We were told that we needed a Democratic majority.
2006 gave us that majority, but nothing could be done because Republicans filibustered every move, Bush vetoed at his leisure, and Harry and the Democrats were hamstrung. They said they needed 60 votes and the presidency to get anything done.
Now they have 60 votes, the House and the presidency, and we still can’t get anything done. Obama is in the process of caving on a public health insurance option, the “white” part of the black-white gambit (part of triangulation), and we are going to be hit with insurance company subsidies and mandatory purchases from them.
They can’t even undo the pharmaceutical subsidy under Medicare D, whereby Medicare is not even allowed to negotiate prices.
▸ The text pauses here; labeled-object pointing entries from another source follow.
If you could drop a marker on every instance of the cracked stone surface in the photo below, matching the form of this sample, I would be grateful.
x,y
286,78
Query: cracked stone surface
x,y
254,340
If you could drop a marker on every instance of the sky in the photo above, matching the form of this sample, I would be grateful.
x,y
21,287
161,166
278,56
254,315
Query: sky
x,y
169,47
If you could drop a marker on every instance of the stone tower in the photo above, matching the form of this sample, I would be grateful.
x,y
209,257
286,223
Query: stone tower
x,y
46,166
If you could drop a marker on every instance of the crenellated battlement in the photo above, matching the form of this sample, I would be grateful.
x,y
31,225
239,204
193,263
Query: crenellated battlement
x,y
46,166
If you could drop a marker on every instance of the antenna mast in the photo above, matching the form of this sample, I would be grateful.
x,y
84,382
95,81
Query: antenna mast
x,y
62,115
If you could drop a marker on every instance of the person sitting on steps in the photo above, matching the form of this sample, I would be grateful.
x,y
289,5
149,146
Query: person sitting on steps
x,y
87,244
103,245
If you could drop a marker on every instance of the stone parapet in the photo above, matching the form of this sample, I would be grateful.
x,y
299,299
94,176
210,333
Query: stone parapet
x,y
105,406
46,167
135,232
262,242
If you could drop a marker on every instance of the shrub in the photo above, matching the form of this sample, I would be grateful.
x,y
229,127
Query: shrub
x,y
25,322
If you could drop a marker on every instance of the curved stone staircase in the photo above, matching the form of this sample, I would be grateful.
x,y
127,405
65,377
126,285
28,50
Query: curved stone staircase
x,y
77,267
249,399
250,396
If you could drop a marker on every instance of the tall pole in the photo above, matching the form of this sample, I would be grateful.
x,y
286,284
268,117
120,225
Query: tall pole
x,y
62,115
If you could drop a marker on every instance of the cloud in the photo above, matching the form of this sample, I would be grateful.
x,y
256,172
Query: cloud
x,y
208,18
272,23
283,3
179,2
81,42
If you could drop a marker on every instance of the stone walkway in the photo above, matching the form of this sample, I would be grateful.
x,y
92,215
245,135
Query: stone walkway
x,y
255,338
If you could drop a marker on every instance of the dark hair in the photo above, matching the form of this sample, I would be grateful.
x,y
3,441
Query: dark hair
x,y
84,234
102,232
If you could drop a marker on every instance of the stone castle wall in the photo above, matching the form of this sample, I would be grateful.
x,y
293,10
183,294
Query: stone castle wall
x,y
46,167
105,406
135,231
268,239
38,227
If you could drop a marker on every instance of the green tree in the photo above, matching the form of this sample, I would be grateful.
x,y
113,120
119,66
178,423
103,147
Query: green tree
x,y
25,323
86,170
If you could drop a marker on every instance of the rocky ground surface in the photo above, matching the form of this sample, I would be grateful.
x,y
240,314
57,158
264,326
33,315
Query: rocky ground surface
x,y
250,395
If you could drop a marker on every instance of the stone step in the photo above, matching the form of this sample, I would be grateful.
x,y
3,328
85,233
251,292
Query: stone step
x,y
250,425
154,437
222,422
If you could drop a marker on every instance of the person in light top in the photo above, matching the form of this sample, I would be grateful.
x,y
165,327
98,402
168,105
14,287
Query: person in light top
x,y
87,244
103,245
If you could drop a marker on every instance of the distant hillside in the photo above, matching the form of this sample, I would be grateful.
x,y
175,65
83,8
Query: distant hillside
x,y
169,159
We are that openly corrupt.
And what do you suppose will happen when the tax cuts are due to expire and the Estate Tax due to be reinstated in 2011? Will 60 votes save us? Not very likely.
We don’t have sixty votes. It’s an illusion. We don’t have the presidency. We don’t even have enough votes to filibuster bad legislation.
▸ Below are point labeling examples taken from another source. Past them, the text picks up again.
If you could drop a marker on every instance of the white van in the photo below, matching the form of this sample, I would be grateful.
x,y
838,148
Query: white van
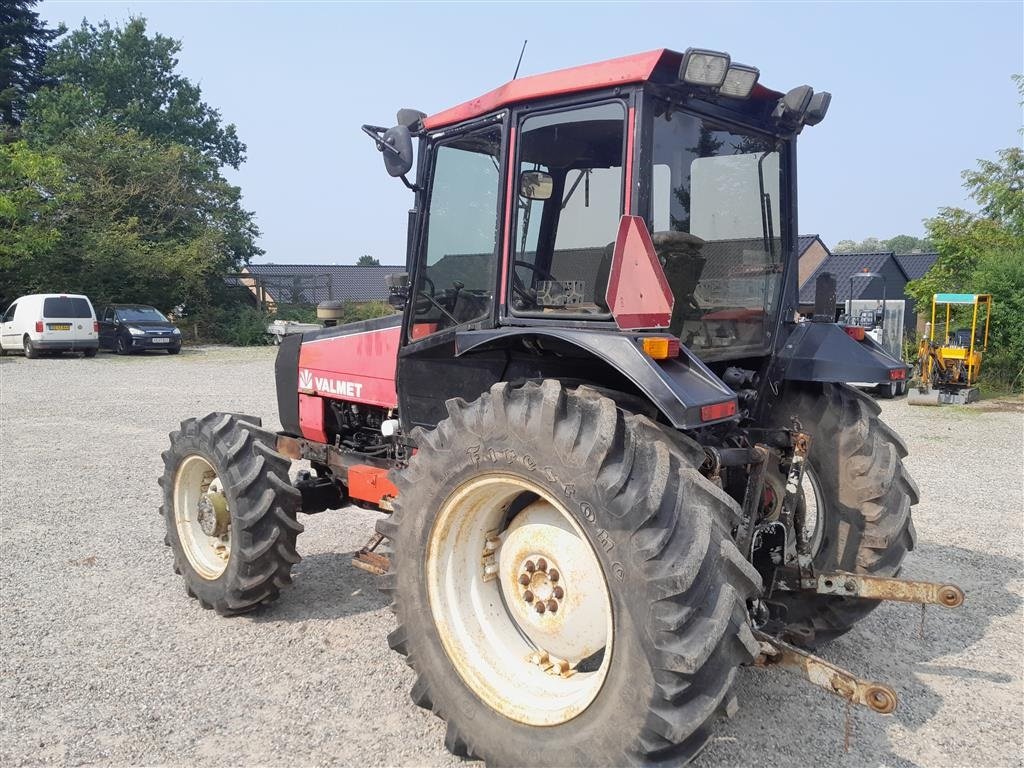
x,y
49,323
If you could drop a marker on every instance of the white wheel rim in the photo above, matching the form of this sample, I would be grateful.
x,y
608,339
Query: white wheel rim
x,y
208,555
813,510
504,649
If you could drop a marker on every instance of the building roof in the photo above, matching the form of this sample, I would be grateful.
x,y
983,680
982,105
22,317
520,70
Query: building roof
x,y
636,69
806,241
915,264
844,265
311,284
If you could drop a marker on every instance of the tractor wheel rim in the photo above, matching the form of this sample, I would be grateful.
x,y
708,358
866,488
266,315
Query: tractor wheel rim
x,y
519,606
813,510
202,518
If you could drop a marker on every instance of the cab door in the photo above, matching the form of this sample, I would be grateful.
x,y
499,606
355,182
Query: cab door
x,y
8,333
455,273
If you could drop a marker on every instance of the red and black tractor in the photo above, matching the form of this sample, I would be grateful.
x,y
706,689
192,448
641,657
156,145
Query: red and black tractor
x,y
613,462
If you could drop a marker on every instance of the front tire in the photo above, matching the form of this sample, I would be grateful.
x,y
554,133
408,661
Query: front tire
x,y
564,476
860,496
229,512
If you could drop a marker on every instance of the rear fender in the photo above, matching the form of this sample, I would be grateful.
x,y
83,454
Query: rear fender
x,y
677,387
824,352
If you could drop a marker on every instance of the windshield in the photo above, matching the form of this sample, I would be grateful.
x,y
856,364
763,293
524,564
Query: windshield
x,y
715,213
140,314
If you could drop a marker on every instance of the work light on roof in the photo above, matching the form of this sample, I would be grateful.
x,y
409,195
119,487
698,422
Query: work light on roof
x,y
706,68
739,81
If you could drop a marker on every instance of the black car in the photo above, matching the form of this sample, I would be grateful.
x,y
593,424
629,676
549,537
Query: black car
x,y
132,328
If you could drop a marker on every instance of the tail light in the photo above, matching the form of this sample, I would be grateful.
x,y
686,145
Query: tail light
x,y
660,347
718,411
855,332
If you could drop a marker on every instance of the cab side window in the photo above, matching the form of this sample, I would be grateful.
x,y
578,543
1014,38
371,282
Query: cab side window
x,y
456,283
570,188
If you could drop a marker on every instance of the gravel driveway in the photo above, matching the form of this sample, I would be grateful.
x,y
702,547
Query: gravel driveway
x,y
105,660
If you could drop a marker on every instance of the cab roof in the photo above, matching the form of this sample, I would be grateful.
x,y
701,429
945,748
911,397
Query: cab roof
x,y
659,66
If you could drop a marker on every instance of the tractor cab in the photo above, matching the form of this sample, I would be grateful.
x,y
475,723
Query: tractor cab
x,y
650,194
520,196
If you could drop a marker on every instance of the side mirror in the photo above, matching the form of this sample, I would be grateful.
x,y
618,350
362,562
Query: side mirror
x,y
397,151
792,107
817,108
536,184
397,289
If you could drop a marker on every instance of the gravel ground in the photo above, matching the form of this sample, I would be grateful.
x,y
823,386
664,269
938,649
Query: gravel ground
x,y
105,660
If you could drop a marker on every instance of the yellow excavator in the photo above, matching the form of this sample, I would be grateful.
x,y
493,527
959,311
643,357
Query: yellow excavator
x,y
949,363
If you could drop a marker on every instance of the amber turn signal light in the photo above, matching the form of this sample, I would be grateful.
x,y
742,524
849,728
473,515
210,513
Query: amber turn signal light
x,y
660,347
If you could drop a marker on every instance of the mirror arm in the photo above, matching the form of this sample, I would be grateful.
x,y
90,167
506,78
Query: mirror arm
x,y
376,134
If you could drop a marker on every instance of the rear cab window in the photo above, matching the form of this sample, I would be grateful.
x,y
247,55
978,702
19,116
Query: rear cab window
x,y
67,306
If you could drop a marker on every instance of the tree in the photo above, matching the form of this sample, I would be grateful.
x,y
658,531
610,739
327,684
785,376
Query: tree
x,y
123,76
899,244
983,252
119,216
24,44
All of this merely highlights the basic scam behind American democratic rule – that our interests are served by the existence of a far right party, which enforces meaningful policy change, and a weak second party, which incorporates that change into permanent policy and prevents the rise of third parties. We are not a functional democratic country. “Working within the system” is a cruel joke.
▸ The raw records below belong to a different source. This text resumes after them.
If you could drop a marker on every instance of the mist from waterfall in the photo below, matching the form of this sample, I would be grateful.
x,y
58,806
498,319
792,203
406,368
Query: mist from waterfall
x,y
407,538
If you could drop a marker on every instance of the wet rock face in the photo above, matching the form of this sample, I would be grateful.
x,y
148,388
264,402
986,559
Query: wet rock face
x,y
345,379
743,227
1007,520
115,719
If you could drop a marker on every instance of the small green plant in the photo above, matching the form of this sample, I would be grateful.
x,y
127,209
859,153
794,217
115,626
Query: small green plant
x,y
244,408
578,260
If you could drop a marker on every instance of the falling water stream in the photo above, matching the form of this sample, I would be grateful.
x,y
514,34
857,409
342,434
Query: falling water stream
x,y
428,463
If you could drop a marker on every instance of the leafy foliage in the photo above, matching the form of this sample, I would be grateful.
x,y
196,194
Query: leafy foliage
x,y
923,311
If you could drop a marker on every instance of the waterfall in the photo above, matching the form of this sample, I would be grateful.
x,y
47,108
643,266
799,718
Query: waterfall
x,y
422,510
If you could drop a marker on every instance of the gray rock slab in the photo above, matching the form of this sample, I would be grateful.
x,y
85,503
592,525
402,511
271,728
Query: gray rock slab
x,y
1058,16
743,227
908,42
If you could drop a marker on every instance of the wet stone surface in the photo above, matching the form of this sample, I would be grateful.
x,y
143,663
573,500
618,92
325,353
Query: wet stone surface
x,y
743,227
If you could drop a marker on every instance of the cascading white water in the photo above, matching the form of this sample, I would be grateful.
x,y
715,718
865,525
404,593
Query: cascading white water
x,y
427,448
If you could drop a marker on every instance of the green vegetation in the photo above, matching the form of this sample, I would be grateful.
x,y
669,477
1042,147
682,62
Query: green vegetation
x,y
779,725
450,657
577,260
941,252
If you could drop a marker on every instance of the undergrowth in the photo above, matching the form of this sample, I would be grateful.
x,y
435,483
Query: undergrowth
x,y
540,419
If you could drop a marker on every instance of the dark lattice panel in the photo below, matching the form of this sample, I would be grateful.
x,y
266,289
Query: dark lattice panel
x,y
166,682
It’s heresy to say as much, but our constitution is outdated. It was innovative and different, but did not anticipate the rise of the corporation or the industrial revolution and the massive fortunes that it would build. I will not live long enough to see meaningful change, but our basic premise of government needs to change – we need an avenue for immediate removal of people from office who misbehave. Senator Max Baucus, who is a big player in the sellout to the insurance and pharmaceutical industrious, will not test his approval with the voters for five more years. By that time, his treason will be a distant memory.
If we had meaningful democratic rule, our government would fall in the wake of the Great Health Care Sellout of 2009. Our president would be replaced by a person directly accountable to our congress which would be directly accountable to voters. Congress would once again have a role to play other than to play patsy to the moneyed interests that currently run the presidency and own most elected offices.